Snow and the honcho of this year’s Games, Plutarch Heavensbee (Philip Seymour Hoffman), now plot how to discredit or kill Katniss.  On a visit back home she urges her pal Gale (Liam Hemsworth) to run away with her, but he feels he must be loyal to his hometown.  Heavensbee meets Katniss and tells her to abandon her moral judgment – something we know she will not do.  But last year, regime public relations started portraying Katniss and Peeta as “star-crossed lovers,” so now she tells Peeta they should go along with that and have a marriage of convenience for the sake of temporary self-preservation.

Things change in a hurry when vicious Commander Romulus Thread (Patrick St. Esprit) and his brutal goons raid Katniss’ hometown.  Thread has Gale scourged for knocking him down, and he slugs Katniss and gives her a lash.  When she stands in front of Gale, Thread threatens to give her another lash, and she replies, “Go ahead.”  Her Games mentor and ally Haymitch (Woody Harrelson) intervenes and saves her and Peeta, who has rushed to the scene.  Snow, having seen a broadcast of all this, decides he will dispatch Katniss and Peeta by making all victors of past Games fight each other this year.

The past victors naturally see this as a death sentence and a betrayal.  They try stratagems to get the Games cancelled.  At a broadcast ceremony, Katniss unveils a feathered Mockingjay dress.  Peeta’s ploy is to claim to interviewer Caesar Flickerman (Stanley Tucci) that he and Katniss were secretly married.  When he adds, “If it weren’t for the baby…” the shocked audience, in a beautiful pro-life moment, jumps up and erupts with cries to cancel the Games for the (nonexistent) preborn baby’s sake.

Merciless Snow makes the Games go on.  Haymitch reminds Katniss, “Remember who the real enemy is,” meaning Snow.  Once the contest begins, the past victors, except for the cruelest, make alliances and hope to somehow stop the killing.  Two heroic female entrants sacrifice themselves to save others – although Katniss uncharacteristically says about one, “That doesn’t make sense.”

Now-desperate Katniss, expert archer to the end, attaches an electrical cable to one of her arrows and fires away at the barely visible gargantuan metal grid that hangs over the Games’ entire setting.  This causes a massive short circuit that destroys the grid and cuts off all power to the capital – including Games central, where Snow turns to Heavensbee for help only to find him gone.
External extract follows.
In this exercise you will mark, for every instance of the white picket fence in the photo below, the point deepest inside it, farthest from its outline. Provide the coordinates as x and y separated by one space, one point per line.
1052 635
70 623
SPOILER ALERT: Katniss, knocked out by the electrical cataclysm, awakens to find herself in a giant hovercraft – skyhook! – with Haymitch, Heavensbee, and others.  Heavensbee announces that he is a rebel and many of the others are, too.  “This is the revolution,” he says.  “You are the Mockingjay” – the face of the revolt.  Katniss, however, becomes enraged when Haymitch reveals that he was unable to save Peeta as he had promised – that Peeta and ally Johanna (Jena Malone) are prisoners in the capital.
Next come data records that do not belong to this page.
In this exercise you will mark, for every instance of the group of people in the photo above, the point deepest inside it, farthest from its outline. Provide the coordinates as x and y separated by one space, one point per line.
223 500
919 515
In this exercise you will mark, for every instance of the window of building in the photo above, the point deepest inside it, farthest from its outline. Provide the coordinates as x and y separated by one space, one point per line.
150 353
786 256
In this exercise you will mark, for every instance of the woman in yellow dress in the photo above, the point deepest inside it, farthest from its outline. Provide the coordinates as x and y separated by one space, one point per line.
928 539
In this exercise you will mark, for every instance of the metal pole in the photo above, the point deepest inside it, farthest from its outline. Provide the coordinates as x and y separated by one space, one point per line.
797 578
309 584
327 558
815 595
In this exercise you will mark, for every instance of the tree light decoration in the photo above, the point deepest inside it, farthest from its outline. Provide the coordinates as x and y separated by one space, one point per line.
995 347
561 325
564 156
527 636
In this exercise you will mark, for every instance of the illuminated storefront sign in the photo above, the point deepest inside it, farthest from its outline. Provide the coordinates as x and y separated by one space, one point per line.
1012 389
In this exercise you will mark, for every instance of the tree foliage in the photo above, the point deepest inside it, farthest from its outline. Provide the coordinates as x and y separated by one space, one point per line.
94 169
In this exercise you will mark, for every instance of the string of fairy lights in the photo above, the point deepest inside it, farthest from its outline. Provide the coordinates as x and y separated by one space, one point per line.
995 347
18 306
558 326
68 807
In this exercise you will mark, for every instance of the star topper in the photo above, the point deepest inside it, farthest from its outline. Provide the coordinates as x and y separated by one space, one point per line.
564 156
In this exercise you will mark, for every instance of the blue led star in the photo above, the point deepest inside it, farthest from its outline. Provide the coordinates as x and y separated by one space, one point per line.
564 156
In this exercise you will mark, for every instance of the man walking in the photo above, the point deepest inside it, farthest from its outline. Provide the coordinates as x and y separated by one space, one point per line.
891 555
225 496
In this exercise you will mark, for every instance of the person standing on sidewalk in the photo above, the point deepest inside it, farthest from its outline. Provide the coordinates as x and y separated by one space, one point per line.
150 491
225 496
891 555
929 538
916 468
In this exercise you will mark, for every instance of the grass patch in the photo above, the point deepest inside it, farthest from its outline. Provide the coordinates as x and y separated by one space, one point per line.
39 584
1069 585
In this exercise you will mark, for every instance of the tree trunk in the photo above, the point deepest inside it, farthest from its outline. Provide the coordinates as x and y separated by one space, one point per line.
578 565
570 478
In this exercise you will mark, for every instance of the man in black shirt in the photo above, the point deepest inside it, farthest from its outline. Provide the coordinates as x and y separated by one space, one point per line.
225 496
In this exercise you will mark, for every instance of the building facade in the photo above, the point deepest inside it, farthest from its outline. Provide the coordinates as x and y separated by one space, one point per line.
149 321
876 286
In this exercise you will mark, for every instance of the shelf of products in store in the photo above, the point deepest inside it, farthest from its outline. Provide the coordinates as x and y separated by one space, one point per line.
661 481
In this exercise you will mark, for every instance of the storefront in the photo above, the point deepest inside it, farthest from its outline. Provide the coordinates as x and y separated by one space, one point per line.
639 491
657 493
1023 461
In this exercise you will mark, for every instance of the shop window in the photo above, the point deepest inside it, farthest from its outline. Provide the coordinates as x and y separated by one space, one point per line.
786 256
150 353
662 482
Leftists see the Hunger Games films’ themes as the poor against the rich.  That is true, of course, but for the best examples of that, they should take off the blinders and see the untold tens of millions of people, most of them poor, whom Communist regimes have tortured, murdered, enslaved, and starved to death.  The powerful visuals in The Hunger Games series serve as reminders of the predilection of all tyrannous regimes, from the French Revolution to Pyongyang to Nuremberg, to intimidate and control through stark and violent spectacle.  They hold sway because their systems elevate the collective, in all its myriad forms, and treat individual human life as so much dross.

The MPAA rating for this movie:  “PG-13 for intense sequences of violence and action, some frightening images, thematic elements, a [gratuitous and highly] suggestive situation and language.”  Francis Lawrence directed.  Nina Jacobson and Jon Kilik were the producers.  Simon Beaufoy and Michael deBruyn wrote the screenplay.  The film is based on Suzanne Collins’ 2009 novel, Catching Fire.  James Newton Howard was the composer and Jo Willems the cinematographer.